The derivatives section of the legislation is arguably as important to Congress’s reforms as the new systemic risk framework and changes to the banking industry. Indeed, one may view the reforms to the OTC swaps market as an additional pillar supporting systemic risk regulation. In the summer before the recent financial crisis, the notional amount of the credit derivatives portion of the swaps market reportedly approximated the combined total of the GDPs of every country in the world.
For the last decade, swaps transactions have been virtually unregulated and have often taken the form of highly customized bilateral agreements. As a result, margin requirements (if any) have not been uniform. In trading out of swap positions, counterparties often would simply write offsetting contracts. The result of all this trading was a so-called “daisy chain” of counterparties throughout the financial system, with little transparency and gross notional amounts that bore little discernable relationship to actual exposure. When counterparties began failing to meet margin requirements or even declaring insolvency, this chain of counterparties created the possibility of a systemic domino effect, the dimensions of which could not be estimated with precision and were potentially catastrophic.

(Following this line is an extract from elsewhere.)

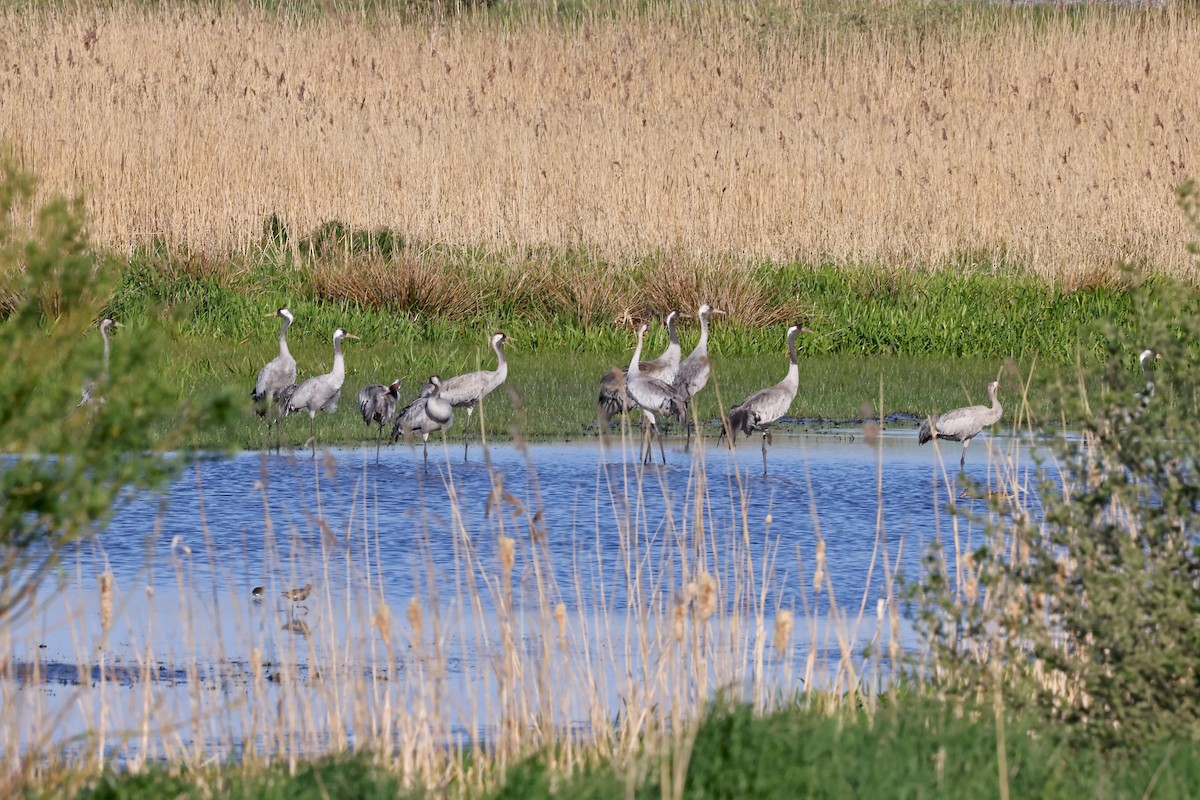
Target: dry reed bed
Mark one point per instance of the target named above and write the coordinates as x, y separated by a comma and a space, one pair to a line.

The legislation attempts to resolve the perceived systemic risk and transparency deficiencies of the current OTC swaps market by requiring the centralized clearing of all swaps suitable for the clearing process. The daisy chain of counterparties is broken with each swap because, when a contract is cleared, the clearinghouse serves as the counterparty to each of the original parties to the swap. While the overall risk in the financial system is not necessarily reduced, the risk is concentrated and made visible in the clearinghouse. Regulators can then carefully monitor the clearinghouse to ensure it is well-managed and well-capitalized. The legislation charges the CFTC and the SEC with the joint oversight of the OTC swaps market; the SEC will regulate security-based swaps and the CFTC will regulate all other kinds of swaps. The CFTC and the SEC are required to consult with each other and with the relevant bank regulators when exercising their rulemaking authorities in this regard.
|Jurisdiction of Agencies|
|All other swaps||CFTC|
The legislation broadly defines “swap” to ensure that the term encompasses interest rate swaps, foreign exchange swaps, credit default swaps, commodity swaps, and many other transactions. A security-based swap is a swap based on a narrowly based security index, a single security or loan, or the occurrence or nonoccurrence of an event relating to a single issuer of a security or the issuers of securities in a narrowly based security index. The CFTC and the SEC also have the power to define swaps and security-based swaps further through their rulemaking authority. A third category of swaps, known as “mixed swaps,” will be jointly defined by the CFTC and the SEC and will be regulated as security-based swaps. Under the legislation, a swap—even though it passes certain risks from one party to the other—is not considered to be insurance and may not be regulated as an insurance contract under the laws of any state.